It’s that time of year when the snow falls quickly and starts to pile up. If you are not careful while shoveling, all that bending and lifting can put you at serious risk for injury or even a heart attack. Snow removal can be especially dangerous if you do not exercise regularly and are over the age of 40.
The most common injuries associated with snow removal are in the muscles, tendons, and discs of the low back, shoulders, and neck. Heart-related problems account for only 7% of shoveling injuries but can be deadly. Cold weather constricts your arteries which raises your blood pressure and pulse rate. It can also make your blood clot more easily. These factors in addition to the extra workload while shoveling can put too much strain on your heart and lead to a heart attack. Below you will find some tips to help you avoid injury while shoveling this winter.
General Shoveling Tips
- Do not shovel right after eating a big meal
- Do not work until the point of exhaustion
- Take frequent breaks every 20-30 minutes especially when the snow is wet.
- Keep up with the snowfall. Try to shovel snow shortly after it falls, when it is lighter and fluffier. The more extended snow stays on the ground, the wetter it can become. Wet snow is heavier and harder to move. Also, clear the snow every few inches instead of waiting for the snow to stop falling before you head outdoors.
- Wear breathable layers of loose clothing so you can peel a layer off if you get hot. Avoid wearing heavy wools, manmade materials or other materials that don’t allow perspiration to evaporate. Better choices are cotton and silk.
- Wear waterproof boots with excellent traction. Good traction is critical to ensuring that you don’t slip and fall.
- Drink lots of water to stay hydrated. You should drink water as if you were enduring a tough workout at the gym or running five miles.
- Carry your cell phone with you so you can make a call in the event of an emergency.
Proper Snow Shoveling Technique
Having recognized that snow shoveling can injure your back, shoulders, and neck, here are some tips to help you avoid these problems.
- Choose a snow shovel that is right for you.
- Be sure that your shovel has a curved or adjustable handle, as this enables you to keep your back straighter when shoveling.
- Obtain a shovel with an appropriate length handle. The length is correct when you can slightly bend your knees, flex your back 10 degrees or less, and hold the shovel comfortably in your hands at the start of the “shoveling stroke”.
- A plastic shovel blade will be lighter than a metal one, thus putting less strain on your spine.
- A smaller shovel blade is better than a more massive blade. A small blade can’t shovel as much snow, so it reduces the risk of picking up too much snow at one time.
- When you grip the shovel, make sure your hands are at least 12 inches apart. By creating distance between your hands, you increase your leverage and reduce the strain on your body.
- Push the snow, do not lift it. Pushing puts far less strain on the spine than lifting.
- Your shoveling technique is essential.
- If you must lift the snow, lift it properly. Always face towards the snow you intend to lift – have your shoulders and hips both squarely facing it. Squat with your legs apart, knees bent and back straight. Lift with your legs and do not bend at the waist.

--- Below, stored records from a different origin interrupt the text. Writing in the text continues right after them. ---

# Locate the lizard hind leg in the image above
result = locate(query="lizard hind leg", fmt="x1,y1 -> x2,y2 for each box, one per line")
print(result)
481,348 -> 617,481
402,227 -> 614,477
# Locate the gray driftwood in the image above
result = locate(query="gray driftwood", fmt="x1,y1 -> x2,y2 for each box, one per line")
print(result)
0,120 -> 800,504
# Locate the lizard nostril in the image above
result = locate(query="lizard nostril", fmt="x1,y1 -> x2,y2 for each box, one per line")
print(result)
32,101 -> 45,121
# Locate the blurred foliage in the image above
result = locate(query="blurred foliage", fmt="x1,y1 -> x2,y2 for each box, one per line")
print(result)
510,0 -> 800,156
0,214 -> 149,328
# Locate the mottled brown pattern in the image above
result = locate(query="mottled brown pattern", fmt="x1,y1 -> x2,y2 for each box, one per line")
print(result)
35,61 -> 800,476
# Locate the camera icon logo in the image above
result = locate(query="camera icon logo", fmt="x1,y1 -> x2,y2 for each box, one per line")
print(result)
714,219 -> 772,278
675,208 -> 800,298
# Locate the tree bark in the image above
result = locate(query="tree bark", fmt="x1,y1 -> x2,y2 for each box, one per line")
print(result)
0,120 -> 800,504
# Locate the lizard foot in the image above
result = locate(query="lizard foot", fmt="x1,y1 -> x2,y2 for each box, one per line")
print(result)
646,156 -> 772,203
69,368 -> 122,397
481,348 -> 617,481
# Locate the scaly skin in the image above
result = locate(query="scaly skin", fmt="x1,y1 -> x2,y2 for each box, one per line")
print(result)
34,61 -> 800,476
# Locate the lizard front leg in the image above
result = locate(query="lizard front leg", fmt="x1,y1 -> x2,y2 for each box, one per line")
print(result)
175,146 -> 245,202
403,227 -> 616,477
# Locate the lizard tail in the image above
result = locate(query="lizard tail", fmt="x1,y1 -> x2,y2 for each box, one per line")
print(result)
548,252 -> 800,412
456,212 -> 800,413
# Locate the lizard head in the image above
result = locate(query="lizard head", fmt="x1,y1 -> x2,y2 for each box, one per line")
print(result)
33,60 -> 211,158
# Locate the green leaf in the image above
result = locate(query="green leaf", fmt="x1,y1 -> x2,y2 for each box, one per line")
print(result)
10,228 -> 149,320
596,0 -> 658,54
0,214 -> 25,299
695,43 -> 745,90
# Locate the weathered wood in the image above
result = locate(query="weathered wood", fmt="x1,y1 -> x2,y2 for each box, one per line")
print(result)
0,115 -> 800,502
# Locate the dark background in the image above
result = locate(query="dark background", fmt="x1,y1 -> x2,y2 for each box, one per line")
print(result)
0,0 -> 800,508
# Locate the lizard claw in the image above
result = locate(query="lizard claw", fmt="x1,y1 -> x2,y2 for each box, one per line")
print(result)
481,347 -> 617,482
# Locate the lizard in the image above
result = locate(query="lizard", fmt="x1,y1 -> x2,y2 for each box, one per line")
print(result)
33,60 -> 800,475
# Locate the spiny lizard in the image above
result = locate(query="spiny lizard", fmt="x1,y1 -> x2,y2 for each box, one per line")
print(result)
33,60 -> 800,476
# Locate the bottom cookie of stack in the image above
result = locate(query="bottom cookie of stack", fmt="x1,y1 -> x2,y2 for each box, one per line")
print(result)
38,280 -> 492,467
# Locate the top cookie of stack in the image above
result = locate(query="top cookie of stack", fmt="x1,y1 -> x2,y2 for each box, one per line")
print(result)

Scoop small amounts of snow onto the shovel and keep your loads light. Do not lift snow that is too heavy for you.
- Keep the most massive part of the shovel close to your body at your center of gravity (waist level) – do not extend your arms to throw the snow. Holding a shovel of snow with your arms outstretched puts too much weight on your spine.
- Walk to where you want to dump it rather than reaching or tossing. Never throw snow over your shoulder.
- Don’t remove deep snow all at once. Shovel an inch or two off the top and then repeat until it’s gone. Remember that wet snow can be very heavy. One full shovel load can weigh as much as 25 pounds.
- Remember to move your feet rather than twisting. Step in the direction in which you are moving the snow to prevent the low back from twisting. Always pivot your whole body to face the new direction.
- Consider buying a snow-blower. When used correctly, a snow-blower will put far less strain on your back than snow shoveling. Avoid stressing your back by using the power of your legs to push the snow blower while keeping your back straight and knees bent.
By following these tips, you are far less likely to be injured while shoveling snow this winter! Stay safe!